Opposition au tracé du Lyon-Turin en Italie

Répression sanglante contre les anarchistes

L’opposition au train à haute vitesse dans le Val Susa fut dans les années 1994-96 d’une réelle ampleur et efficacité. Des manifestations, des comités, un regroupement allant des Verts à rifondazione marquent leur désapprobation. Car le Val Susa où doit passer le futur TGV est une petite vallée derrière les Alpes, du côté de Modane. Cette vallée a déjà l’autoroute de la STAV qui a tué beaucoup d’agriculteurs, beaucoup d’habitants, beaucoup de pauvres. Elle a fait le désert au profit du bassin d’emploi de la Fiat de Turin. Au même moment, les habitants du Val Susa qui ont vu les limites de l’action revendicative institutionnelle se rappellent les sabotages de leur histoire (cf., le Val Susa lors de la résistance antifasciste). 19 sabotages ont lieu. Sans blessé, sans mort. Mais la presse locale et la Stampa parlent de terrorisme. L’Etat, les industriels, la presse monte alors l’opération des anarchistes. Trois personnes Maria Soledad Rosas, Eduardo Massari et Silvano Pelissero sont arrêtes. Ils habitent dans les squats de Turin. Toute la presse s’appuyant sur des informations distillées par le pouvoir, les accuse d’être les responsables des attentats. Le procureur Laudi (célèbre pour son action dans les années de plomb), vice-président du syndicat de la magistrature parle alors de « preuves de béton» contre ces trois-là. On est en mars 1998.
 

Deux « suicidés » en prison

Les journaux la Stampa, LeCorriere delle Sera, la Republica, servent le pouvoir comme boîte de résonance pour les accusations. Ils répandent chacun à leur niveau la diffamation. Un mois après, face à ce flot de propos infects, Eduardo se « suicide », Soledad subit les tracas des juges et de la presse, elle meurt aussi dans des conditions mystérieuses. On est en juillet, Silvano en grève de la faim depuis un mois, incarcéré à la prison de haute sécurité de Novara obtient par des pressions son placement en résidence. Les calomnies contre Sylvano reprennent très rapidement, des informations données par le chef de la police secrète de Turin servent d’arguments. Malgré tout le procureur laudi est obligé de reconnaître les faits ou tout du moins ceux qui l’arrangent.

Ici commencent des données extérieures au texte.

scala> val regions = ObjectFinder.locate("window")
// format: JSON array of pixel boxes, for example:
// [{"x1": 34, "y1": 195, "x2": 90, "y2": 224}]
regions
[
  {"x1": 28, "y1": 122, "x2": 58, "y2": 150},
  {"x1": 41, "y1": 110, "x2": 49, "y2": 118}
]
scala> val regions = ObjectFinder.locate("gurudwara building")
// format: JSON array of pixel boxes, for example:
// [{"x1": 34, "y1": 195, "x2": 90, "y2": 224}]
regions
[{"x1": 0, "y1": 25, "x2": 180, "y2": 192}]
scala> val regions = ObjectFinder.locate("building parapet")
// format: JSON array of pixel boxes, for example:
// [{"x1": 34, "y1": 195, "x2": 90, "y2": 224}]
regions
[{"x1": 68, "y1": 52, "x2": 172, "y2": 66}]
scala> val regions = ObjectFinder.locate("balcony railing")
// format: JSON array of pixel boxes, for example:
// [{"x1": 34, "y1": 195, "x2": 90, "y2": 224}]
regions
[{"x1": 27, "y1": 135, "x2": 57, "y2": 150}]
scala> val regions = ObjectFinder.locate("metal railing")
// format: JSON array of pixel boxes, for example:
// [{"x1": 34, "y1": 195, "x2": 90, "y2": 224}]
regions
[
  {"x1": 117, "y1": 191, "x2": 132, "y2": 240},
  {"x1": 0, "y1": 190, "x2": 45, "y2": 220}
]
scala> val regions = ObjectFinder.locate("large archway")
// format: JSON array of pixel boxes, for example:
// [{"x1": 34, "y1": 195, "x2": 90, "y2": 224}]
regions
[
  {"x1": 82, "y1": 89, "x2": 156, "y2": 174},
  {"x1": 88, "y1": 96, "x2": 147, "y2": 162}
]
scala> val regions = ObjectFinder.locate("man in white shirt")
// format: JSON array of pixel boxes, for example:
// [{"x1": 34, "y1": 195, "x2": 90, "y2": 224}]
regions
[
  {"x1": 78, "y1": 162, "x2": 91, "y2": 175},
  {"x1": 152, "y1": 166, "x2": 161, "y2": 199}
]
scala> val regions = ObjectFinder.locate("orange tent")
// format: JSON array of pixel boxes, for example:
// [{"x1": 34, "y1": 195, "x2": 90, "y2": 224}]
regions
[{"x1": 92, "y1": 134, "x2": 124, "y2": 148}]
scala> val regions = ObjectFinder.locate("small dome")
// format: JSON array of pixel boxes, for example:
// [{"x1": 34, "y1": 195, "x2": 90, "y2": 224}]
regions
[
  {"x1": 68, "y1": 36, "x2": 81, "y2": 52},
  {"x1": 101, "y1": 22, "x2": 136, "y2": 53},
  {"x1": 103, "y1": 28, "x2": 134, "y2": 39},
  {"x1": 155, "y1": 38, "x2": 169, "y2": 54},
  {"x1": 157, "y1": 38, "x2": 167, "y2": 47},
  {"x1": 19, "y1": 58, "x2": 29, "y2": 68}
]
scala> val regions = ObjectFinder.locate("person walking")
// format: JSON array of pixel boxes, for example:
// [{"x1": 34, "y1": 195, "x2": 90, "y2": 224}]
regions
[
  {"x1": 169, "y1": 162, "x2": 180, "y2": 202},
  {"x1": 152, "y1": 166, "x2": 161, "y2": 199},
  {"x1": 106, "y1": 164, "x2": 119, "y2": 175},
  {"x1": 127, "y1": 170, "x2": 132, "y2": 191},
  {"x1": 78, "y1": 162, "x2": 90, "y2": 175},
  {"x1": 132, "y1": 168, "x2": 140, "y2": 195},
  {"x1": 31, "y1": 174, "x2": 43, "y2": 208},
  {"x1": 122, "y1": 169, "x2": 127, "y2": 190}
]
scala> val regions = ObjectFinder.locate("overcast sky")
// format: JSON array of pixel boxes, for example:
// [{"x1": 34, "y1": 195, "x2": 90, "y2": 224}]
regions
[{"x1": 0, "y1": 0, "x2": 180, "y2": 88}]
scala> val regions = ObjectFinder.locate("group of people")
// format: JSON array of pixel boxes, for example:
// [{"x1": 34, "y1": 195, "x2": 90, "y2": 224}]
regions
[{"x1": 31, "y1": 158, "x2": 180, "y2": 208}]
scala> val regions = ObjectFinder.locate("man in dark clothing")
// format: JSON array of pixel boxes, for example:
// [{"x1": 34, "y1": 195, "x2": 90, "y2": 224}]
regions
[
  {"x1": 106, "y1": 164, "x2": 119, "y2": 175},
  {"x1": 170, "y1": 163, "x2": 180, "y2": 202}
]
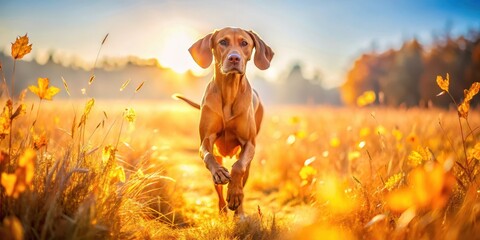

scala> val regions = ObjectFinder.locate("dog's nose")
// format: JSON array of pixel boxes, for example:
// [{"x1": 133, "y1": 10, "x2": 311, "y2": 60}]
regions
[{"x1": 228, "y1": 53, "x2": 241, "y2": 64}]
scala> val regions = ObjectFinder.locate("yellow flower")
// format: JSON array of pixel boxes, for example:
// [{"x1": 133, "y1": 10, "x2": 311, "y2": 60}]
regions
[
  {"x1": 12, "y1": 34, "x2": 32, "y2": 60},
  {"x1": 123, "y1": 108, "x2": 137, "y2": 123},
  {"x1": 0, "y1": 216, "x2": 24, "y2": 240},
  {"x1": 385, "y1": 172, "x2": 404, "y2": 191},
  {"x1": 0, "y1": 100, "x2": 12, "y2": 140},
  {"x1": 458, "y1": 82, "x2": 480, "y2": 119},
  {"x1": 437, "y1": 73, "x2": 450, "y2": 92},
  {"x1": 28, "y1": 78, "x2": 60, "y2": 100},
  {"x1": 357, "y1": 91, "x2": 376, "y2": 107}
]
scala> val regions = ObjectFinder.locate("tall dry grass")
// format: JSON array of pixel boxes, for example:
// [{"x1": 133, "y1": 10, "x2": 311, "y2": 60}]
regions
[{"x1": 0, "y1": 36, "x2": 480, "y2": 239}]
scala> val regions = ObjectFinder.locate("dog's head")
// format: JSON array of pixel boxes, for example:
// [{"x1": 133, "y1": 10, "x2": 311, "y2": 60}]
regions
[{"x1": 189, "y1": 28, "x2": 274, "y2": 74}]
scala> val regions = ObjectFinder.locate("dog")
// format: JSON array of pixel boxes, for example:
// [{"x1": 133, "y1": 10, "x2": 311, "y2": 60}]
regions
[{"x1": 175, "y1": 27, "x2": 274, "y2": 217}]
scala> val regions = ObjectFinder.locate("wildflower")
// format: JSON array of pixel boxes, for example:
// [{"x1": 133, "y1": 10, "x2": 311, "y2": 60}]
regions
[
  {"x1": 386, "y1": 162, "x2": 456, "y2": 212},
  {"x1": 385, "y1": 172, "x2": 405, "y2": 191},
  {"x1": 457, "y1": 82, "x2": 480, "y2": 119},
  {"x1": 0, "y1": 100, "x2": 12, "y2": 140},
  {"x1": 437, "y1": 73, "x2": 450, "y2": 92},
  {"x1": 28, "y1": 78, "x2": 60, "y2": 100},
  {"x1": 357, "y1": 91, "x2": 376, "y2": 107},
  {"x1": 123, "y1": 108, "x2": 137, "y2": 123}
]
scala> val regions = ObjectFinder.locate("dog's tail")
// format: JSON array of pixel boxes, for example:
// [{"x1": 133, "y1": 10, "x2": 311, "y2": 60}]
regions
[{"x1": 172, "y1": 93, "x2": 200, "y2": 109}]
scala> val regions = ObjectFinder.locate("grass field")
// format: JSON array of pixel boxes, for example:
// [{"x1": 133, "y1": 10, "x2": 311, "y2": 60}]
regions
[
  {"x1": 0, "y1": 34, "x2": 480, "y2": 239},
  {"x1": 1, "y1": 98, "x2": 480, "y2": 239}
]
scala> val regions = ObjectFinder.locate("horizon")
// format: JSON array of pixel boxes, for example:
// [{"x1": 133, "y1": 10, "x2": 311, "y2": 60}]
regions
[{"x1": 0, "y1": 1, "x2": 480, "y2": 88}]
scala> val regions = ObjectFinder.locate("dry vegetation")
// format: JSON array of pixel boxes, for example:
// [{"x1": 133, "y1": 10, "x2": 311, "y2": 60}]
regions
[{"x1": 0, "y1": 34, "x2": 480, "y2": 239}]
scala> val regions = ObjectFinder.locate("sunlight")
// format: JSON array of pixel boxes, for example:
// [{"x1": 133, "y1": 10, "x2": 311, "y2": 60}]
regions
[{"x1": 158, "y1": 25, "x2": 207, "y2": 76}]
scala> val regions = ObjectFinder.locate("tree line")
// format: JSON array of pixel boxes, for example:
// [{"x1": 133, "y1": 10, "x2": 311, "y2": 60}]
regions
[{"x1": 340, "y1": 30, "x2": 480, "y2": 107}]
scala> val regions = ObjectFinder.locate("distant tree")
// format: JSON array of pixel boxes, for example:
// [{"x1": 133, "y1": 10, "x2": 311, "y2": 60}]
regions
[{"x1": 380, "y1": 39, "x2": 423, "y2": 107}]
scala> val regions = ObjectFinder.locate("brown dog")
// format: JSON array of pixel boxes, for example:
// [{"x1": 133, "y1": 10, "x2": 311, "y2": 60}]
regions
[{"x1": 176, "y1": 28, "x2": 274, "y2": 215}]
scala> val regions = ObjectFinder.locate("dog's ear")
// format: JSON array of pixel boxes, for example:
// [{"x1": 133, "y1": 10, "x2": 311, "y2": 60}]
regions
[
  {"x1": 188, "y1": 33, "x2": 213, "y2": 68},
  {"x1": 248, "y1": 31, "x2": 274, "y2": 70}
]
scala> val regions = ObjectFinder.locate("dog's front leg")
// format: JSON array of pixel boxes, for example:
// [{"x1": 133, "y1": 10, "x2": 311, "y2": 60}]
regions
[
  {"x1": 200, "y1": 134, "x2": 230, "y2": 184},
  {"x1": 227, "y1": 141, "x2": 255, "y2": 210}
]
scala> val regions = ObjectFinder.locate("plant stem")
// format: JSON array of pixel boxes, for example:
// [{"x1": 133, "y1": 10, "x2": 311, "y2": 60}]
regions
[
  {"x1": 11, "y1": 59, "x2": 17, "y2": 101},
  {"x1": 447, "y1": 92, "x2": 472, "y2": 181},
  {"x1": 0, "y1": 59, "x2": 10, "y2": 98}
]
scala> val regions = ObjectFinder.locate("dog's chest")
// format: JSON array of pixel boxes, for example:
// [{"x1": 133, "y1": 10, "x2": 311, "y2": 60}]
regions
[{"x1": 222, "y1": 104, "x2": 233, "y2": 122}]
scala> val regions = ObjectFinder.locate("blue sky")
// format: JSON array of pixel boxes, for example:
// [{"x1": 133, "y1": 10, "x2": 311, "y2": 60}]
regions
[{"x1": 0, "y1": 0, "x2": 480, "y2": 87}]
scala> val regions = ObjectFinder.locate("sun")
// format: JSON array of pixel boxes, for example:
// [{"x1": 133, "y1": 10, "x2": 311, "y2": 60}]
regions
[{"x1": 158, "y1": 26, "x2": 205, "y2": 75}]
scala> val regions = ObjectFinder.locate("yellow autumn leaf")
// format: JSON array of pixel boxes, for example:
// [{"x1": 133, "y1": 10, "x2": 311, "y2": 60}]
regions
[
  {"x1": 357, "y1": 91, "x2": 376, "y2": 107},
  {"x1": 464, "y1": 82, "x2": 480, "y2": 102},
  {"x1": 0, "y1": 100, "x2": 12, "y2": 140},
  {"x1": 17, "y1": 148, "x2": 37, "y2": 185},
  {"x1": 472, "y1": 143, "x2": 480, "y2": 160},
  {"x1": 1, "y1": 173, "x2": 17, "y2": 196},
  {"x1": 385, "y1": 172, "x2": 404, "y2": 191},
  {"x1": 110, "y1": 166, "x2": 125, "y2": 183},
  {"x1": 10, "y1": 103, "x2": 27, "y2": 120},
  {"x1": 78, "y1": 98, "x2": 95, "y2": 126},
  {"x1": 330, "y1": 137, "x2": 340, "y2": 148},
  {"x1": 120, "y1": 78, "x2": 131, "y2": 92},
  {"x1": 457, "y1": 82, "x2": 480, "y2": 119},
  {"x1": 0, "y1": 216, "x2": 24, "y2": 240},
  {"x1": 102, "y1": 145, "x2": 116, "y2": 164},
  {"x1": 28, "y1": 78, "x2": 60, "y2": 100},
  {"x1": 299, "y1": 166, "x2": 317, "y2": 181},
  {"x1": 457, "y1": 102, "x2": 470, "y2": 119},
  {"x1": 437, "y1": 73, "x2": 450, "y2": 92},
  {"x1": 62, "y1": 76, "x2": 70, "y2": 96},
  {"x1": 12, "y1": 34, "x2": 32, "y2": 60},
  {"x1": 123, "y1": 108, "x2": 137, "y2": 123}
]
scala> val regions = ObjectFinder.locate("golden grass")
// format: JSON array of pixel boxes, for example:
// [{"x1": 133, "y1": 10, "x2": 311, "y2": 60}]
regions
[
  {"x1": 0, "y1": 36, "x2": 480, "y2": 239},
  {"x1": 1, "y1": 101, "x2": 480, "y2": 239}
]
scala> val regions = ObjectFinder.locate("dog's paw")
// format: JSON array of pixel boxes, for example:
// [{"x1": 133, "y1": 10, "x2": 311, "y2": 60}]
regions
[
  {"x1": 227, "y1": 183, "x2": 243, "y2": 211},
  {"x1": 212, "y1": 166, "x2": 231, "y2": 185}
]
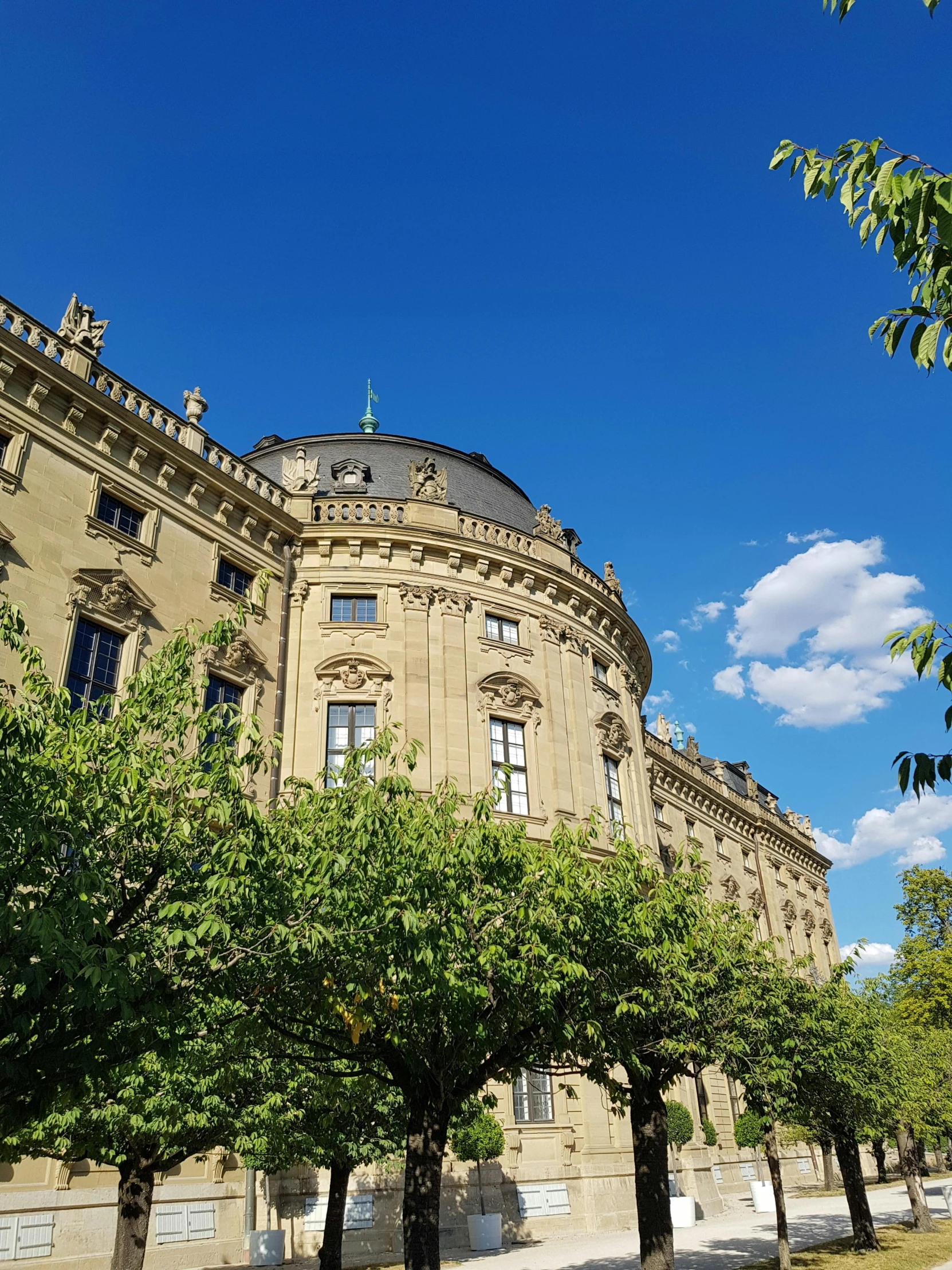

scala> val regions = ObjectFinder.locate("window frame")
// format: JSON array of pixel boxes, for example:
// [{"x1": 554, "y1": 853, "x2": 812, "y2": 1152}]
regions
[
  {"x1": 324, "y1": 701, "x2": 380, "y2": 789},
  {"x1": 482, "y1": 610, "x2": 523, "y2": 648},
  {"x1": 329, "y1": 592, "x2": 377, "y2": 626},
  {"x1": 510, "y1": 1067, "x2": 554, "y2": 1124},
  {"x1": 64, "y1": 613, "x2": 128, "y2": 719},
  {"x1": 489, "y1": 715, "x2": 532, "y2": 816}
]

Les accusations contre les deux inculpés morts en prison sont abandonnées faute de preuves. Ils sont morts pour les besoins d’un montage politico-judiciaire. Pendant les deux années que le procès a eu lieu, la presse, tout au long des articles, a diffamé Silvano le présentent comme un fasciste, la population du Val Susa comme des demeurés, d’obscurs sorciers, comme des gnomes en faisant référence au seigneur des anneaux (Tolkien), les squatters comme des farfelus terroristes protégeant les criminels des Brigades rouges.
 

Les liens entre le patronat,  la mafia, l’Etat et la presse

Aucun article conséquent n’a été écrit pour parler des liens entre le projet du TAV Lyon-Turin, le patron de Fiat, les industriels, l’autoroute, et la mafia. Aucun journaliste n’a écrit sur les protections dont bénéficie l’ancien responsable de la gendarmerie de la région de Susa, responsable de la sécurité de l’autoroute, impliqué dans un trafic d’armes avec un armurier fasciste de la région, ni des liens que celui-ci entretient avec un ancien agent des services secrets (condamné pour onze meurtres) dans le Val Susa. Les morts du montage « éco-terroriste du procureur Laudi n’ont droit qu’a l’oubli que leur réserve leur rang social.

Le 21 janvier les avocats de Silvano ont démontré l’innocence de leur client, le manque de preuves de l’accusation, le montage fait pour inculper des anarchistes. Le 31 janvier à Turin, ville d’Agnelli, patron de Fiat, le procès se termine. La diffamation contre le seul inculpé encore vivant est la seule possibilité pour la justice de pouvoir condamner. La presse va-t-elle encore servir de caisse de résonance aux pouvoirs et ainsi terroriser un peu plus ceux qui seraient tentés de se révolter contre des projets qui concernent leurs vies ?
Fait à Valence le 24 janvier après la condamnation de Soffri inculpé dans l’affaire Calabresie.